VerizonAOL has been off the radar for awhile, despite multiple attempts at reinvention. Now, they will likely finally make a comeback thanks to a deal with Verizon, one of the largest mobile providers in the world. Verizon will be purchasing AOL in full for $4.4 billion.

The basis behind the deal appears to be an attempt to step into mobile content and marketing, a natural area of interest for the major mobile service and product provider.

AOL will remain under their brand, which makes sense. Being one of the oldest names from the internet era, and one of the few still remaining after others have become defunct, it would be foolish to wipe out that reputation. But they will be a subsidiary of Verizon, overseeing LTE wireless and OTT video.

There will also be a lot of emphasis on digital advertising, a market that AOL has managed to corner well in spite of their ebbing popularity over the years. That has long since been the main source of income for the company, and offers a valuable opportunity for Verizon to take advantage.

This merger was quite costly, at $4.4 billion, or $50 per AOL share. But given the profitability of their advertising alone, and the increase in viability for online streaming content, it will be worth it.

While I can see why Verizon would want to do this – and why AOL would jump on the chance – I am always nervous when I see these mergers.
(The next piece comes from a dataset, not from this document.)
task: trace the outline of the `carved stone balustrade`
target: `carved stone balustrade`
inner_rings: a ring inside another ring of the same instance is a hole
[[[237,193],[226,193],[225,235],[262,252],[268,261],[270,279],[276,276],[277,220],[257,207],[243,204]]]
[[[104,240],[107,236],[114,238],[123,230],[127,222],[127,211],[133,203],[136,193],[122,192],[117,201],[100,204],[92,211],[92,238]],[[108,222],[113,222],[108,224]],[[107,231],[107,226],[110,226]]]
You have two of the biggest names in tech combining, and Verizon is already well known for its uncomfortable monopoly of the US mobile market.

It is like the Comcast/Time Warner combo. You are just asking for trouble as even more power is given to a company that already has too many.

Verizon has been controversial over the years. They are against Net Neutrality, they have been at the center of the fight against companies like Netflix, and they have powerful lobbying groups looking after their interests (and those of their high-paid CEOs). Merging with AOL is a move to further expand their reach.

With their hopes of establishing a foothold in the world of digital content, their are clawing their way into a whole new industry. Considering their focus in the courts, that can’t be good. They want to dominate a new industry, and they might have just been given the weapon to do so successfully.